Muslikah (59), warga Lingkungan Miji Baru 3, Kelurahan Miji mengatakan, banjir terjadi sejak pukul 22.00 Wib. Saat ini ketinggian air di jalan lingkungan mencapai lutut orang dewasa. Sementara di dalam rumah-rumah warga mencapai betis orang dewasa.

"Hujan deras terjadi mulai pukul 19.00-21.00 Wib membuat Sungai Sadar meluap," kata ibu satu anak ini kepada detikcom.

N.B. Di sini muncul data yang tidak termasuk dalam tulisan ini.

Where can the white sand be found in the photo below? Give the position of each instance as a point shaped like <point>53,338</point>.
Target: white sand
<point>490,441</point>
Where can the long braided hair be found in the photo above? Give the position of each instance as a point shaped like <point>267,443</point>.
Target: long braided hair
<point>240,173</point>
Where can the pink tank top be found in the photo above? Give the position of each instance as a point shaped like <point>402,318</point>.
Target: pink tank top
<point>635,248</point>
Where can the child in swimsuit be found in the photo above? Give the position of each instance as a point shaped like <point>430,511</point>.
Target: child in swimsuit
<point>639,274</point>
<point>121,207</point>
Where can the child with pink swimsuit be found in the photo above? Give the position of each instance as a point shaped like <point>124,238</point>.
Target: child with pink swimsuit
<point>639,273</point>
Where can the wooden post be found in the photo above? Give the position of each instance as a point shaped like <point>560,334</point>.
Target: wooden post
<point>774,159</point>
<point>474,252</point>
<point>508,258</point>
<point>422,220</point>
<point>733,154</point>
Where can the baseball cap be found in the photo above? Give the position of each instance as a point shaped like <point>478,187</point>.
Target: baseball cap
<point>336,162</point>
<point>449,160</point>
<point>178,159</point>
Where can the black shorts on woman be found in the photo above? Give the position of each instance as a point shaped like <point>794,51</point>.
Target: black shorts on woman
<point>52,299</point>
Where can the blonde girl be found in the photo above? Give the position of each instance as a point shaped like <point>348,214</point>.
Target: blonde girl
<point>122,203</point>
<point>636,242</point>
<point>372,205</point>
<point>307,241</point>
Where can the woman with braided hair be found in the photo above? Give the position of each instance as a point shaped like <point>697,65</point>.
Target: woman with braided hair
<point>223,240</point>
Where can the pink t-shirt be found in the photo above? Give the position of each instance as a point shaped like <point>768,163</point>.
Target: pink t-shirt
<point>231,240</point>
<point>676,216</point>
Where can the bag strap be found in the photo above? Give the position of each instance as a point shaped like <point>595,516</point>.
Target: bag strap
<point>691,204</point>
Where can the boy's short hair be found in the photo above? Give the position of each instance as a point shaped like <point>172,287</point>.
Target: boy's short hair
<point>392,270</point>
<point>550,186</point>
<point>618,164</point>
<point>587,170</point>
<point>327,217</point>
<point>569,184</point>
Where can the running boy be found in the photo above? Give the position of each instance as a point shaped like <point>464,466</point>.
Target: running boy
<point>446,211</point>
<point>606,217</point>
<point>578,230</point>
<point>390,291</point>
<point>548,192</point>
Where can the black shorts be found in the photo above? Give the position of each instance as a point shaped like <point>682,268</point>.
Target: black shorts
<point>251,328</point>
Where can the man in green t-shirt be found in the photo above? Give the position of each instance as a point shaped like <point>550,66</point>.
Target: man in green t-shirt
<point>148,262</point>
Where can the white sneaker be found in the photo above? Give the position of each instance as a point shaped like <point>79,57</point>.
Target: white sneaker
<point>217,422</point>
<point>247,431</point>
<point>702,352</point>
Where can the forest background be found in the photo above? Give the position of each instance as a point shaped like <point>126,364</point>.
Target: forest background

Sungai Sadar yang berasal dari Sungai Brangkal membelah Kota Mojokerto menuju ke Sungai Porong. Sungai ini berhulu dari wilayah Pacet, Kabupaten Mojokerto. Saat ini kondisi Sungai Sadar cukup mengkhawatirkan karena debit air terus naik.

Kendati begitu, Muslikah enggan mengungsi. Dia memilih begadang sembari menjaga rumahnya sampai banjir surut.

"Lingkungan kami hanya punya satu pompa untuk menyedot banjir ke Sungai Sadar. Namun, pompa seringkali macet. Kami berharap pemerintah menambah pompa air," ujarnya.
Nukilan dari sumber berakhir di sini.